I remember the joy of a rare pudding cup in my lunch box. There was the surprise of first seeing it, the anticipation of dipping your spoon in for the first time, as well as the fun of the little plastic cup with peel-back top. And let’s not discount the thrill of having a treat that your classmates don’t.
But I also remember the letdown that I experienced upon discovering that store bought foods were not nearly as wonderful as their commercials led you to believe. My first spoonful of tub frosting haunted me for years, spoiled as I was by my mother’s buttercream. I was also trying to avoid overly-processed foods.
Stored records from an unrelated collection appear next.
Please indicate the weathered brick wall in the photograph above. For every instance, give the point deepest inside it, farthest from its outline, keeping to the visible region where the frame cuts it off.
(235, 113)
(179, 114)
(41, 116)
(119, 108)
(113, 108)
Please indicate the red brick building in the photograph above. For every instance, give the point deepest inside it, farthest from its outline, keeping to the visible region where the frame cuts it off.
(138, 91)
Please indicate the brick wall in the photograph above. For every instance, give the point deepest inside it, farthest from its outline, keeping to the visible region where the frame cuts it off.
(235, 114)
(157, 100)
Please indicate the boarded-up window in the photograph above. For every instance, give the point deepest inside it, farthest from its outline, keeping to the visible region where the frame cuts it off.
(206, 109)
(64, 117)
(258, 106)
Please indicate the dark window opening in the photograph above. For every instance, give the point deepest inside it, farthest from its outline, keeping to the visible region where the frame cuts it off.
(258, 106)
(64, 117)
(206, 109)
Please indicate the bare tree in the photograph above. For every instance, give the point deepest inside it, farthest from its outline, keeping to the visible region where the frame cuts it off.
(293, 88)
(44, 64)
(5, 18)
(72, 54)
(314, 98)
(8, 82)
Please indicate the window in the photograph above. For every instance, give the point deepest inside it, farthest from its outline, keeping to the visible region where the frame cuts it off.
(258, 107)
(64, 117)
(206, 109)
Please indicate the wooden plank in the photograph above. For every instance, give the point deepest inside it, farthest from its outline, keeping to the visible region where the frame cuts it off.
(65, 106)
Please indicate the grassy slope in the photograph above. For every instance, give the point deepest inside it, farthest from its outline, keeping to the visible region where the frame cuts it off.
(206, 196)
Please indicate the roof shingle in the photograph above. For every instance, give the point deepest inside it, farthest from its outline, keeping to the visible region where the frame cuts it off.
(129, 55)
So that day I told him that I would make some chocolate pudding for his lunches. I envisioned providing little cups of homemade goodness that would make classmates jealous as well as affirm me as a Good Mother.
Did I get busy when we got home fulfilling this fantasy so that he would have them that upcoming week? No, I actually forgot all about my promise. With our oldest age twelve and our sixth child at three and a half months old, I really felt a trip to the grocery store having all of Momma’s semi-conscious attention was the most I had to give to Joshua that day. Sometimes even the deepest of human love is hard to see.
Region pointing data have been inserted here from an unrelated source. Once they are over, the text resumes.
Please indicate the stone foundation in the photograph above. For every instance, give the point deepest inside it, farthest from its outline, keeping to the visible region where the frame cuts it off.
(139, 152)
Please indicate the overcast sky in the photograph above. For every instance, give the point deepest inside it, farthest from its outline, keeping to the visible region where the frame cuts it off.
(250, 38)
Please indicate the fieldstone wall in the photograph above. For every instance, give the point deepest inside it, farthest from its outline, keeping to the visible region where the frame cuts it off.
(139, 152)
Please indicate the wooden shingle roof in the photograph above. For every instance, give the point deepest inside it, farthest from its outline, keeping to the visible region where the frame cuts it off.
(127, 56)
That was Saturday. Within a few days, our world had turned upside down.
On Tuesday evening, September 22 our youngest son, Jeremiah left us for Heaven. There was no warning, no way to prepare. In a moment, we had left the familiar path of raising six rowdy kids, and were suddenly groping along a dark and scary canyon we had never anticipated. We mourned our son alongside five children who were mourning their brother.
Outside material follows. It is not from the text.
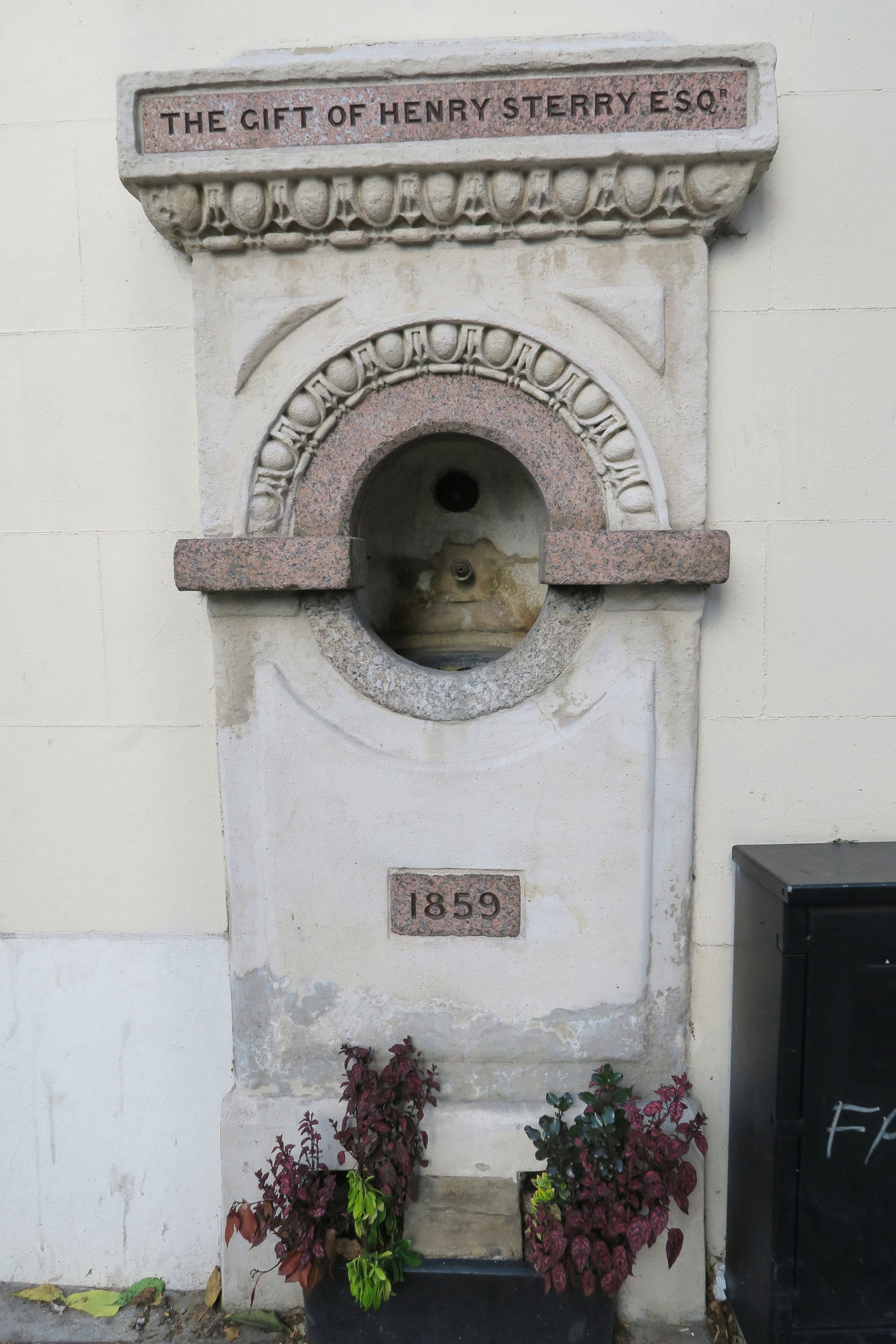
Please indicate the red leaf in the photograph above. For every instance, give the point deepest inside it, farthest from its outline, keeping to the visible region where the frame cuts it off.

I have so much to tell you about the moments and months that followed, but for now let’s talk pudding
Our friends, neighbors and church family did all they could to try and help us on this new journey. I know that most of them longed for God to comfort us through their actions, whether that was doing our laundry, taking the kids for a fun afternoon or bringing food. There was a lot of food. As someone who enjoys cooking for others, I understand the hope that somehow your casserole will ease another’s burden or at least provide some small comfort in a hard time.
On that Thursday a neighbor we barely knew came to the door. She had a huge box in her hands, her contribution. Inside were two large dishes of casserole, two bags of salad mix and two boxes of pudding cups. Chocolate, just like Joshua had requested.
I knew why they were there. As soon as I put the box down, I grabbed the pudding and went to find Joshua.
I got right down to his eye level and said, “Joshua, God loves you! You wanted pudding cups and Momma didn’t provide them. Today He wants you to know that He knows your needs and will always give you what you need. This pudding is a gift from God for you. He wants you to know that He loves you!”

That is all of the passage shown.